Stewart was alderman for Ward 5 in Toronto from 1924 to 1931. He defeated former mayor Sam McBride, who was attempting to return to office, in the 1931 mayoral election and served as Mayor of Toronto from 1931 until 1934. Stewart was the first mayor to use regular radio broadcasts to keep Toronto citizens informed. He also pushed for the restoration of Fort York, which was re-opened in 1934. He entered provincial politics in 1936 when he ran for the leadership of the Ontario Conservative Party. He came in third place behind Earl Rowe and George Drew. He was elected in a by-election on October 5, 1938, as Conservative Member of the Legislative Assembly of Ontario for Parkdale in Toronto's west end.

Stewart also owned and operated the Bates And Dodds Funeral Home at 931 Queen Street West at Strachan Avenue

=== Speaker of the Legislative Assembly ===
Following the 1943 election that brought George Drew's Tories to power, Stewart became Speaker of the legislature, a difficult task as the Progressive Conservatives (as they were known by then) had only a minority government. He was reappointed Speaker following the 1945 election until he suddenly resigned in March 1947 to become a backbench Member of Provincial Parliament (MPP). Farquhar Oliver, leader of the Ontario Liberal Party, introduced a motion that the assembly refuse to accept the resignation of Stewart but this motion was ruled out of order.
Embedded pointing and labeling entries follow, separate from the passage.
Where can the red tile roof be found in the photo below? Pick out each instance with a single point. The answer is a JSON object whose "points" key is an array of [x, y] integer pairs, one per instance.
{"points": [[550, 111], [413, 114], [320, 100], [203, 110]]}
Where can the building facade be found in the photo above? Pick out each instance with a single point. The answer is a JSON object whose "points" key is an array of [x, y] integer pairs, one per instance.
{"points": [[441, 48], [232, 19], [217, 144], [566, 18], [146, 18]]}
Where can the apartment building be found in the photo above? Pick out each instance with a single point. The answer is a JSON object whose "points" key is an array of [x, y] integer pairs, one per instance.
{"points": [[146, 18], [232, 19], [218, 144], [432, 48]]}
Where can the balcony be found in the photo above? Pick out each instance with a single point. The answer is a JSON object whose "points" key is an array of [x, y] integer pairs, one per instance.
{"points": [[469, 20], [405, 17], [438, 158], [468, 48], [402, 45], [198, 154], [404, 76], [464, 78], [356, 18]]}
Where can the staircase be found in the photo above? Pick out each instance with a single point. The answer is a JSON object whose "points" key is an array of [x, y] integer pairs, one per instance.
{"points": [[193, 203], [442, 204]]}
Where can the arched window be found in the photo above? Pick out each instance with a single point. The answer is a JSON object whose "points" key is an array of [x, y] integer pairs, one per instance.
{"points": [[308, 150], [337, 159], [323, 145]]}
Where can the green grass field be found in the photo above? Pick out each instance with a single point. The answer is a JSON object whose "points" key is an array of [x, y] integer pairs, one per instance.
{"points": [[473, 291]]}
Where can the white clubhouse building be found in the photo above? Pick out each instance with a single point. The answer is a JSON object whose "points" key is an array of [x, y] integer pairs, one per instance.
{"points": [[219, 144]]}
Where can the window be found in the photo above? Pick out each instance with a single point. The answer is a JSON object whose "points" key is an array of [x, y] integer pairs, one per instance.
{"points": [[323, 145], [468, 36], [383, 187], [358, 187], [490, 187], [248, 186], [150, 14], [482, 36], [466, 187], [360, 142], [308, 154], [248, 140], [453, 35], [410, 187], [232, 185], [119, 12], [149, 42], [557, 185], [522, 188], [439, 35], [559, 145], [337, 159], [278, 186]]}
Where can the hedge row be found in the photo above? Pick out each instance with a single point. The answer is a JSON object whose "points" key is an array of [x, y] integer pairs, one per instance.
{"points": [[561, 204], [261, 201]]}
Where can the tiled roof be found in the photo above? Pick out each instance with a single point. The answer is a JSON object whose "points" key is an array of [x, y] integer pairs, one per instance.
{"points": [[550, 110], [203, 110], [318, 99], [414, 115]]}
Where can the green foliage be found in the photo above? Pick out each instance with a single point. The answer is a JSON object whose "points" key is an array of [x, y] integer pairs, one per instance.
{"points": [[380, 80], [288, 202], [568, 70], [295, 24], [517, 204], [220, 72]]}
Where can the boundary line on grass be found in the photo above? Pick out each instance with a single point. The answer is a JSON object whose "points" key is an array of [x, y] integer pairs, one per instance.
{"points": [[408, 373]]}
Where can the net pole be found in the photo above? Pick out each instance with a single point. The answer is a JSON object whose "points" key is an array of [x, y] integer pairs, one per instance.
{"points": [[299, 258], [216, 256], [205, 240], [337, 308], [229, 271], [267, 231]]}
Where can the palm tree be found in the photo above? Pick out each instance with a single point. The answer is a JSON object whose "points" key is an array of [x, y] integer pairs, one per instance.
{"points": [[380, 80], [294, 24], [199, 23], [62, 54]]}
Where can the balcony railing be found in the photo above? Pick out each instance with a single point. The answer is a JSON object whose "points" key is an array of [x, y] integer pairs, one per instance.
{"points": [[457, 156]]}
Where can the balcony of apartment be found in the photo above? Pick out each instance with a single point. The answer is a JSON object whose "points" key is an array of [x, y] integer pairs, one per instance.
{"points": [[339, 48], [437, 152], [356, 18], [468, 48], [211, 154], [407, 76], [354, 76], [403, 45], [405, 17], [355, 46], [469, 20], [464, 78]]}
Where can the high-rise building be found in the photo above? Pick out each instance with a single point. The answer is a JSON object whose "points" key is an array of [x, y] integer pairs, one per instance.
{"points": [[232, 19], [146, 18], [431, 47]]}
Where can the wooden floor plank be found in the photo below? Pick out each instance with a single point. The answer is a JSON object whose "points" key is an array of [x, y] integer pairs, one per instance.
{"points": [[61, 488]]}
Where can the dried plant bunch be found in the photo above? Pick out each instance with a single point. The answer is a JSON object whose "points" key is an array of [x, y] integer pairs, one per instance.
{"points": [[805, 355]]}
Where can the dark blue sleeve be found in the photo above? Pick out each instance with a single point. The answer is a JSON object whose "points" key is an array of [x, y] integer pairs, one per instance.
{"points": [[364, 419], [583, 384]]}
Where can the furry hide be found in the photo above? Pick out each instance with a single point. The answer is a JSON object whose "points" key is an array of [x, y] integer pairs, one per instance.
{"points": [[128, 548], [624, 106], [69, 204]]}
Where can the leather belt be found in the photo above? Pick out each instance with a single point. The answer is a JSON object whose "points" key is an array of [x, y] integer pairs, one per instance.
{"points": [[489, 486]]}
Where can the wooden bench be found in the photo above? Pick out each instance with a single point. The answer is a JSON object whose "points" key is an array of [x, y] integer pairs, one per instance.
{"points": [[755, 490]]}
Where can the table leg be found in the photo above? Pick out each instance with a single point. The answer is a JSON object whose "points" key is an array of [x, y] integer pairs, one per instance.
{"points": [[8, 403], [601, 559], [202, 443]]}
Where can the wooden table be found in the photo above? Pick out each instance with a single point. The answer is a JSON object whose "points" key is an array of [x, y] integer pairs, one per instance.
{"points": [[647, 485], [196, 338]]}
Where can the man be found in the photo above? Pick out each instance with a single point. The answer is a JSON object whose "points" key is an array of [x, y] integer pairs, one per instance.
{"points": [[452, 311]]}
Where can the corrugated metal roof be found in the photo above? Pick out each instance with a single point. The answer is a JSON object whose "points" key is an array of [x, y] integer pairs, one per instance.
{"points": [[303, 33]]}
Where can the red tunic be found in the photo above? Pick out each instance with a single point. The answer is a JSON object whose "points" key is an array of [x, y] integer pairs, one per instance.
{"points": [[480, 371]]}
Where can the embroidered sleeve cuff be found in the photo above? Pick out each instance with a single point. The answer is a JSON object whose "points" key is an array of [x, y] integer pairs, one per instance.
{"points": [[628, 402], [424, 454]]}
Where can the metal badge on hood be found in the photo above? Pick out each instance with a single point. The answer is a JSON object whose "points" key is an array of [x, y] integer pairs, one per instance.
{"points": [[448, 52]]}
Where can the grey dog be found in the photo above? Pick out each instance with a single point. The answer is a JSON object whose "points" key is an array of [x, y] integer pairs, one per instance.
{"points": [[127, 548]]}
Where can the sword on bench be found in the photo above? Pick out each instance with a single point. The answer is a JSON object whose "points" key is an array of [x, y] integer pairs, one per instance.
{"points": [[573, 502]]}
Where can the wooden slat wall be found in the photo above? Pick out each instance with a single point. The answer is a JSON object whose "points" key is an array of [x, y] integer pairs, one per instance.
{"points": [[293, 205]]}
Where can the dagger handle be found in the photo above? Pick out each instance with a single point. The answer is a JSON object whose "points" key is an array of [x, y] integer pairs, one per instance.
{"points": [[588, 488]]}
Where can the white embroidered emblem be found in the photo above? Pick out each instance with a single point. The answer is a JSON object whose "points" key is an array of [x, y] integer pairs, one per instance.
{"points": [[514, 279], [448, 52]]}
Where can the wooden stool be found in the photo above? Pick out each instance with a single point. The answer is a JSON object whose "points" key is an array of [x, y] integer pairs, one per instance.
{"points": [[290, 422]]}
== Backbencher and committee member ==
Stewart became a backbencher and went on to serve on various committees, serving as Chairman of the Select Committee on Reform Institutions from 1953 to 1955. Stewart served until 1948 when he lost to CCF candidate Lloyd Fell. He regained his seat in the 1951 provincial election. He remained a member of the legislature until the 1959 election when his Parkdale seat was won by Liberal James Trotter and he left politics.

== Life after politics ==
He served briefly as a member of the Ontario Parole Board in 1960 but found the position too strenuous. Stewart was named chairman of the Toronto Historical Board the following year. He died in Toronto eight years later.

The Stewart Building on College Street bears his name.

==Family connection==
Stewart is the uncle of former Toronto Fire Services Chief William Albert Stewart and brother to Thomas Beamish Stewart.